I'm black and blue
'cause I fell for you

Jade West was broken.

It was a fact that she would never, ever admit to anyone, not without a gun pressed against her temple. Said temple currently throbbed, not even mildly dulled by the two Advil she took half an hour ago.

Now, she wasn't broken on the outside. No, no. Her outer shell was perfectly intact, and apart from the little stitches on the inside of her left hand she received from picking up pieces of a broken mirror with her bare hands, her skin wasn't bleeding and her bones weren't shattered.

It was on the inside where she hurt the most.

Seven years bad luck couldn't compare to the whole life of bad luck she'd encountered over her nineteen years.

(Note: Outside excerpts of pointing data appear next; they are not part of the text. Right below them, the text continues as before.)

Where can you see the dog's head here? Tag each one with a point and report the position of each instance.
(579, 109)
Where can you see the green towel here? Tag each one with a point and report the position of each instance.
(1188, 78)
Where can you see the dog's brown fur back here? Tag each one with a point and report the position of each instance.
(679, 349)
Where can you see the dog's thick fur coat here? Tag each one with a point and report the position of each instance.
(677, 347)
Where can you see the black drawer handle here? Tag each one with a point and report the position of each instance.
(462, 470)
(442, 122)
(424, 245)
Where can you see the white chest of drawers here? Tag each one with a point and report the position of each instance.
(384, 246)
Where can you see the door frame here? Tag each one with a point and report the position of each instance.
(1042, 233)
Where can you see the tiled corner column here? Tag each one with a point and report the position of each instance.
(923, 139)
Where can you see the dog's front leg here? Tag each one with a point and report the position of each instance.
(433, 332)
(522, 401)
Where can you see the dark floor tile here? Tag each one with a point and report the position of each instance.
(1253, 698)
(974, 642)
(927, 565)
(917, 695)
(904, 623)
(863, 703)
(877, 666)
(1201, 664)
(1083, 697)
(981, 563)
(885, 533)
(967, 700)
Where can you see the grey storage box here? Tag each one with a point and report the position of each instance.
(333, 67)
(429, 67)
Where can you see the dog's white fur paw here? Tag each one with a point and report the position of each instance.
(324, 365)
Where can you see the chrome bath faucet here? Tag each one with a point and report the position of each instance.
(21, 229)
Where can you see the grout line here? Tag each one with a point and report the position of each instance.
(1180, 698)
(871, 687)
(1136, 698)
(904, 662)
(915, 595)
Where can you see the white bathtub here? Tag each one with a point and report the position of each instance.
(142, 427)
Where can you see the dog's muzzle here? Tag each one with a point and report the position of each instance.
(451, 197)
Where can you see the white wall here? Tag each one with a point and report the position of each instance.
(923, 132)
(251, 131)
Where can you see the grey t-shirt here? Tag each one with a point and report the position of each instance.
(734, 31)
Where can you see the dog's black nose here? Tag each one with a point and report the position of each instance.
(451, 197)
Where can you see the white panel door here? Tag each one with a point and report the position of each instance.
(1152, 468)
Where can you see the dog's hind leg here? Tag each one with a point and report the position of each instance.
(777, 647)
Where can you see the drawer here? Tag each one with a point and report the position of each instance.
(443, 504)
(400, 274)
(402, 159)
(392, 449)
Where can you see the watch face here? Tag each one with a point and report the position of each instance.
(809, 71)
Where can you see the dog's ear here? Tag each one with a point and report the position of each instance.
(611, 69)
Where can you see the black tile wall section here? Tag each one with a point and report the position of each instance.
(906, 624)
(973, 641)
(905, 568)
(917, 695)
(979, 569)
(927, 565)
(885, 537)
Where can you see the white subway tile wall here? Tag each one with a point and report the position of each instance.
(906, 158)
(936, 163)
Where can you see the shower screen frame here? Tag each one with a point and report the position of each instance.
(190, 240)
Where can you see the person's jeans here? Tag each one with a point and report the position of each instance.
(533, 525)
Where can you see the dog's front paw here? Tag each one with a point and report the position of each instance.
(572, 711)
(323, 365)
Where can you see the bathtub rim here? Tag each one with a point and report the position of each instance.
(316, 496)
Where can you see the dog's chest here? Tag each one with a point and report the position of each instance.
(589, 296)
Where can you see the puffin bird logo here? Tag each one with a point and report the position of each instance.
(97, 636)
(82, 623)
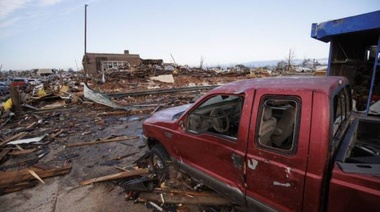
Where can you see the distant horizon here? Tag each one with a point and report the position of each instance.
(247, 64)
(50, 33)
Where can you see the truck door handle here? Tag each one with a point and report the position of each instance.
(237, 160)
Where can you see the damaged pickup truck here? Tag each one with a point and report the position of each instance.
(275, 144)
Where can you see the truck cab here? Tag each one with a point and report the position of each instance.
(268, 144)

Everything he ever said was a lie. A filthy, horror filled pit of lies that disgusted her. He'd said that he loved her. Jade never knew how good of an actor he was until it came out that he never meant any of it.

Beck Oliver was perfect.

His tanned skin and beautiful smile made the ladies fall at his feet, and his acting skills were coveted by every actor that put one foot over the city limits of Hollywood. He had the ability to laugh everything away - every rumor, every cruel joke, every mention of her name.

Jade kept that smirk plastered to her face, that stupid grin that always irritated her in pictures, just to spite him. If she cried in the shower - don't you know my eyes are red because of allergies? - he wouldn't know.

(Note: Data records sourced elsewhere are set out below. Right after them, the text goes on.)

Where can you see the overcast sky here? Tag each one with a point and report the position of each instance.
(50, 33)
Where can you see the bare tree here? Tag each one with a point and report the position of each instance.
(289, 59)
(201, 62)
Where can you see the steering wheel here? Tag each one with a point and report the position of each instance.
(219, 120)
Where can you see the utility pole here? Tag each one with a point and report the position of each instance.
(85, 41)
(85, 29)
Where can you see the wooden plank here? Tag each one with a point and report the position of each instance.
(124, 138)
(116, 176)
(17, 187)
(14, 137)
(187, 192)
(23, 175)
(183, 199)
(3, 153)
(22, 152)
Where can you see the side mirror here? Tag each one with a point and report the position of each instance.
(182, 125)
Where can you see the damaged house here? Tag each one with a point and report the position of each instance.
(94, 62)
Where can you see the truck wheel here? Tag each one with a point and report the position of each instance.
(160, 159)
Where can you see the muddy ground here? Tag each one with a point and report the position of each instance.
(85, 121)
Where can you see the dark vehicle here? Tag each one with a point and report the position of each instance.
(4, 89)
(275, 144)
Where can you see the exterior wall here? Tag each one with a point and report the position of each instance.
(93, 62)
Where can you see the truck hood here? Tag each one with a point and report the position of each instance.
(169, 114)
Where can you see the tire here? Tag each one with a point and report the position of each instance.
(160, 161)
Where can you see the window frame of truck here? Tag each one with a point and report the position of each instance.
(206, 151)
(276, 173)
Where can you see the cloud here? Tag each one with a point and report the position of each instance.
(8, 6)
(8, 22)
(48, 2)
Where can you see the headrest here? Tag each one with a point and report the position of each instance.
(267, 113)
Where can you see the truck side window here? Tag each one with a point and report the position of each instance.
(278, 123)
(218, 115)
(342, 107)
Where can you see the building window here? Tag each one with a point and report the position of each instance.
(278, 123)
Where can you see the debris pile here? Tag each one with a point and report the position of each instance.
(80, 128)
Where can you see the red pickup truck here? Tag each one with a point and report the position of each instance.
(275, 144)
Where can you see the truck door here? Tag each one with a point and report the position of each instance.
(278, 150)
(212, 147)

Because his life was perfect now and he wasn't going to wait for her to catch up with him - to chase after him, screaming that she loved him. Why would he wait for a girl that wasn't perfect-perfect-perfect?

Answer: he wouldn't.

All those months had passed and she was still a mess but how could she not be? The boy who she'd devoted three years to had gone and ripped the heart from out of her chest. Jade West tried her hardest not to love anyone - and yet she had fallen for this boy hard. And Jade doesn't do anything in halves.

Every kiss, every promise, every crossed word between them - she'd meant every single one of them. She might have been an actor, but Jade West was not a liar.

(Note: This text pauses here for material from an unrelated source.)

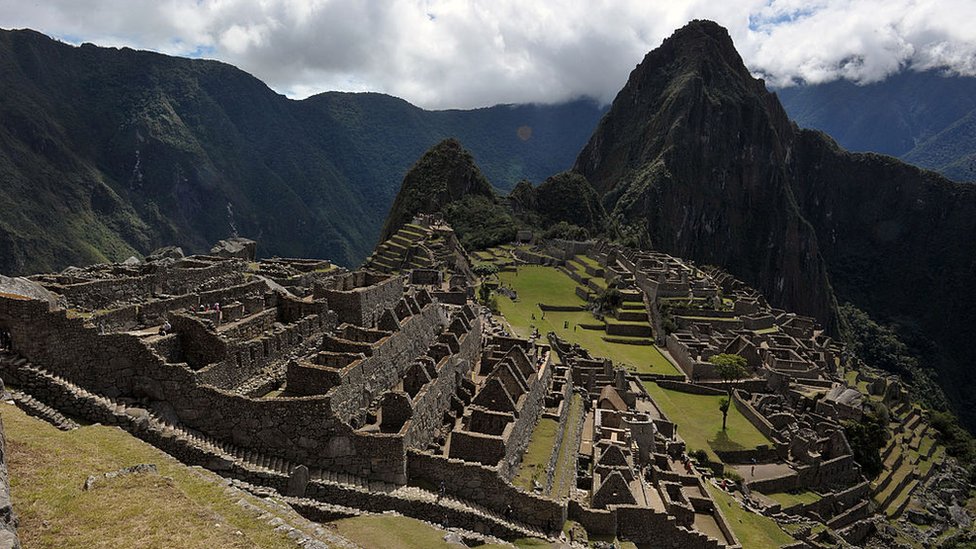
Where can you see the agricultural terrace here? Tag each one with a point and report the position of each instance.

While a string of new actresses fell from the theater stage into his apartment, she spent long nights alone - if you didn't count the little redhead that held her hair when she'd drank just one too many glasses of who-knows-what. Her friends try to stop this winding track of self destruction but she simply smiles and laughs - maybe a little too convincingly - and says that they'll never know what is best for her.

Jade West was broken - but even broken crayons can still color, and shattered glass can turn into the most beautiful, shimmering mosaic.